Orange 9-year-old spurs superstorm food drive
Enlists family, friends in worthy cause
Rachael Coolidge, Walmart community coordinator Marcia Perry, Lindsey Coolidge, Hannah Morton and mother Carrie Fancy collect food, supplies, and cash donations to send to hurricane Sandy victims in Ocean City, New Jersey, at the Orange Walmart Saturday.
ORANGE — They say graphic images on TV can affect young children, and that’s just what happened to a local girl.
But the shocking sight 9-year-old Hannah Morton saw on the evening news had a positive effect.
“I saw people eating out of dumpsters on the news,” she said. “My mom looked at me and said I was starting to cry.”
When she saw the conditions Hurricane Sandy victims were living in, Hannah knew she just had to help.
She decided to start a food drive. So, on Saturday and Sunday, Hannah, her mom, Carrie Fancy and friends set up a table at the Orange Walmart, and asked holiday shoppers to pitch in.
Hannah, her mom, and friends Rachael Coolidge and daughter Lindsey, 14, all left their Athol homes and bundled up against the weather to collect food from 9 a.m. to 4 p.m., as a few snowflakes fell on a brisk Saturday.
“On a normal Saturday, I’d probably just be sitting at home with my dad, having a fire in the fireplace,” she said. She didn’t mind giving up her comfort to help those who don’t have homes left to go to.
“What’s us sitting in the cold for eight hours, when some people have been outside for weeks?” asked her mom.
“I wanted to make a difference,” said Hannah.
Though many have stepped up to help the residents of New York and New Jersey affected by the superstorm, not everybody is pitching in.
“It kills me when people say ‘Thank God it wasn’t us,’ but don’t talk about what they can do to help,” said Lindsey Coolidge. She was glad to see Hannah take the initiative to start the food drive.
Though neither of the girls know anyone in the affected area, they’re both Girl Scouts, and when they heard about seven Girl Scout troops displaced by the storm, their hearts went out to them.
While Hannah and her mother handle the food drive, local business owner Paul Anderson will do the truck driving. He and his wife own Trail Head outdoor outfitters in downtown Orange, and have made one trip to Ocean City, N.J. to bring supplies already, and will take the food the kids collected as well.
He said that, at first glance, the buildings in Ocean City seemed just fine.
“It’s a different kind of damage,” he said. Though the houses and buildings still stand, six feet of water washed over much of Ocean City, causing massive flood damage.
“We went into a church, and the walls were stripped to the studs from here down,” he said, holding his hand about four feet high.
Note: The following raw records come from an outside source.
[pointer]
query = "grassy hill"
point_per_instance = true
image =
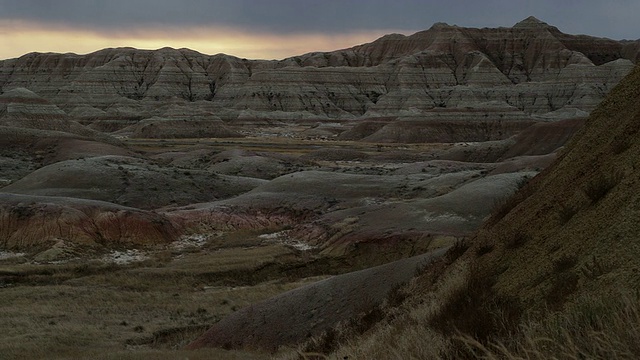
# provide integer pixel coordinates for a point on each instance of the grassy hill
(553, 273)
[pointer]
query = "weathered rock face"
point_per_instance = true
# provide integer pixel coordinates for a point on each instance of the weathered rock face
(32, 221)
(531, 68)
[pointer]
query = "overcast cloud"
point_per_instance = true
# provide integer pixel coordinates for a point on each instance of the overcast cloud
(616, 19)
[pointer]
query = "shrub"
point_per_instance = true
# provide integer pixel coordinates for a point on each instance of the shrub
(600, 186)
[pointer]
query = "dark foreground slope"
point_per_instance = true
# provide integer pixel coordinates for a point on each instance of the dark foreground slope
(557, 262)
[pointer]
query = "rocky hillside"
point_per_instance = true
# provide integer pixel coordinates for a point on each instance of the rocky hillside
(558, 261)
(438, 74)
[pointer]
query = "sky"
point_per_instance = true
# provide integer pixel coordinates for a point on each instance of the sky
(275, 29)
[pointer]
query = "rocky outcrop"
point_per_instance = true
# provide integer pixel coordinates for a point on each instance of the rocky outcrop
(129, 181)
(310, 310)
(22, 108)
(531, 68)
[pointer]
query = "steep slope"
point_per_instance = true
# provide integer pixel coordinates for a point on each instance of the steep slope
(560, 256)
(531, 68)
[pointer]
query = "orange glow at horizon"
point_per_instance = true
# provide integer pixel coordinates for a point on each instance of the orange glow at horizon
(19, 38)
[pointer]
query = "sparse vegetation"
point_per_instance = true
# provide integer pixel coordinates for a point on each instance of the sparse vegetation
(592, 328)
(601, 185)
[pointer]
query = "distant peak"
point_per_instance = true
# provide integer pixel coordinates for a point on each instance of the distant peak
(441, 25)
(531, 22)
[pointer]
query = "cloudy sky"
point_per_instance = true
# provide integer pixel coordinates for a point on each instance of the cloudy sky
(274, 29)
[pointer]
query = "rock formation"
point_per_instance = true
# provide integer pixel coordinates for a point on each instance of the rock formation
(500, 73)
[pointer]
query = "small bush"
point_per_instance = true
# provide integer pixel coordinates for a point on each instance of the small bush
(566, 213)
(599, 187)
(564, 263)
(517, 240)
(484, 249)
(477, 311)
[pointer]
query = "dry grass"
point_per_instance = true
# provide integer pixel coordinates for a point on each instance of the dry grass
(145, 310)
(591, 328)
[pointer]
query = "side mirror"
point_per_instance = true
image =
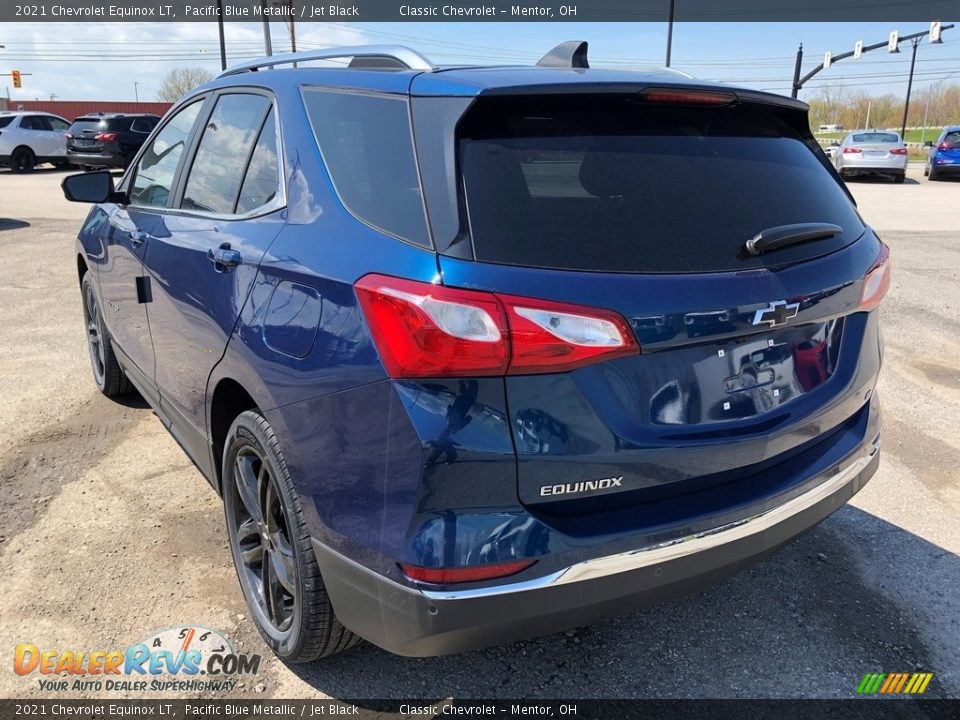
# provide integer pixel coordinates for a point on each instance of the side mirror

Anderson had originally looked into providing aid to New York City, but it was too chaotic in the first days. So, he did some digging, and found the Ocean City, New Jersey Cleanup and Recovery Project, a collaboration of church and community groups.
He said the group has seen help from all over.
“Last time we were there, a truck from Georgia was unloading,” he said.
For that first trip, Anderson took two pickups and a van, and teamed with People’s Bakery, which loaded two minivans with 500 fresh loaves of bread.
“Food is what they need most right now,” he said.
Trail Head is collecting non-perishable foods, toiletries, and cleaning supplies for the trip. The earliest Anderson said he’ll head out is Thursday, weather permitting.
Besides supplies, Anderson said he and his wife have had people offer gas money.
“I tell them, ‘No thanks. The driving and gas is our way of helping out,’” he said.
The couple plans to make the 16-hour round-trip in a single day, and be home to open their store the next morning.
Even in today’s rocky economy, Anderson said his community is always thinking of others.
“Here in Orange, we give when we can, and we give when we can’t, too,” he said.